During 2018, KrisEnergy’s loans and borrowings increased from $424 to $459.1 million and with the continual erosion of equity, gearing increased from 73.5 to 95.5 per cent. As of 31 December 2019, the total debt recognised on the balance sheet was $503.1 million and the gearing was 140.8 per cent.

Given the current financial position, banks and alternative credit providers, apart from Keppel, have generally declined to provide new credit lines.

Consequently, the Group has faced difficulties in obtaining financing for Mini Phase 1A. Under the agreement with the Cambodian government, the deadline for first oil without financial penalties is 30 June 2020.

The Cambodian government has indicated that there will be serious consequences, financial or otherwise, concerning Block 1 if first oil deadline is not met and timely funding is not obtained.

Such consequences could include the termination of the concession rights for Block 1 if first oil production is not achieved by 31 December 2020.

Efforts to raise financing for the development of Block 1 have been ongoing for the past few years.

The most recent effort has been carried out with the assistance of Houlihan Lokey when it contacted over 110 potential investors including 41 financial investors and 12 commodity traders to gauge their interest in providing funding.

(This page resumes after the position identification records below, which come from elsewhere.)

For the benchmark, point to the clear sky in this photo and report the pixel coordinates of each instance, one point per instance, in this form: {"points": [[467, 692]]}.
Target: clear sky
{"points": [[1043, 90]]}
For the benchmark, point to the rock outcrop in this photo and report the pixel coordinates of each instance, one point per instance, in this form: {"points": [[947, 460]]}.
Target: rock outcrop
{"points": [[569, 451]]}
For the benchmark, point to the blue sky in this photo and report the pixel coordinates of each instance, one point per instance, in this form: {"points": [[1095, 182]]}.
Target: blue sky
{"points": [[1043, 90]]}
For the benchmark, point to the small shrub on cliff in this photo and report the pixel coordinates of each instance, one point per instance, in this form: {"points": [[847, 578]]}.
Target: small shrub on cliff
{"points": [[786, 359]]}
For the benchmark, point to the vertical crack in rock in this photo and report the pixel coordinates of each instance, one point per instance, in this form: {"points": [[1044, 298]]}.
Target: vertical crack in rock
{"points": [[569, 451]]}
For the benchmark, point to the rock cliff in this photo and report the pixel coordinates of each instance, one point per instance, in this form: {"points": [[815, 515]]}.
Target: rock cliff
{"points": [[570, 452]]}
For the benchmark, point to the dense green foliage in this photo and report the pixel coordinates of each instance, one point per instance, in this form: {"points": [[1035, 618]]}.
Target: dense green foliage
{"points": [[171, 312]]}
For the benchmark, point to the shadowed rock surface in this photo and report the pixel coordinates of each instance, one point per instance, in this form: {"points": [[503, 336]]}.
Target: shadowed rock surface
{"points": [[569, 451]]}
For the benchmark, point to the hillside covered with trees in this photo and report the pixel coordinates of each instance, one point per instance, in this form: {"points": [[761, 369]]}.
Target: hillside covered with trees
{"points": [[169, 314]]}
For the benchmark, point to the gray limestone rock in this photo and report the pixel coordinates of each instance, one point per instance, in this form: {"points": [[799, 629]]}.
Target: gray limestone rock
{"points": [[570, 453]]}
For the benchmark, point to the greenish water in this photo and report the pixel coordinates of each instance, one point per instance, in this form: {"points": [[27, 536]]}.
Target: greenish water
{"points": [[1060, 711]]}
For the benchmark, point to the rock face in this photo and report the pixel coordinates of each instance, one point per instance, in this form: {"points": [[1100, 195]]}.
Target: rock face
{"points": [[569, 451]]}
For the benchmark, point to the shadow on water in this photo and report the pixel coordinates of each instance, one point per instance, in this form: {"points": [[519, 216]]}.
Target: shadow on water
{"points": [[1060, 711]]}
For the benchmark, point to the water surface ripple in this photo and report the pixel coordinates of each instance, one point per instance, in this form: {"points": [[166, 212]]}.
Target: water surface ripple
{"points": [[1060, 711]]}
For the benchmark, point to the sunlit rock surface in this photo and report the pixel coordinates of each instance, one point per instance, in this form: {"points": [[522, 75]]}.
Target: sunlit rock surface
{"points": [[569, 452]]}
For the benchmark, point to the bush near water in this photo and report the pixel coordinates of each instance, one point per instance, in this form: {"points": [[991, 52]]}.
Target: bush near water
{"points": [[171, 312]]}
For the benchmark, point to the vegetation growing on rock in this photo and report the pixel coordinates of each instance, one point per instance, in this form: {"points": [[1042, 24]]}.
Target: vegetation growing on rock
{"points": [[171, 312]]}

To date, indicative crude prepayment financing offers have been received from several commodity traders and strategic investors. However, the terms of such financing offers were seen as onerous and not possible for KrisEnergy to deliver in addition to being insufficient to fully fund the first phase of development.

In contrast, the terms of the loan facility, both in terms of quantum and interest rate, are a more realistic option than alternative funding sources that are available to the company. Accordingly, the loan facility is the only credible option to preserve Block 1 and future value for all stakeholders.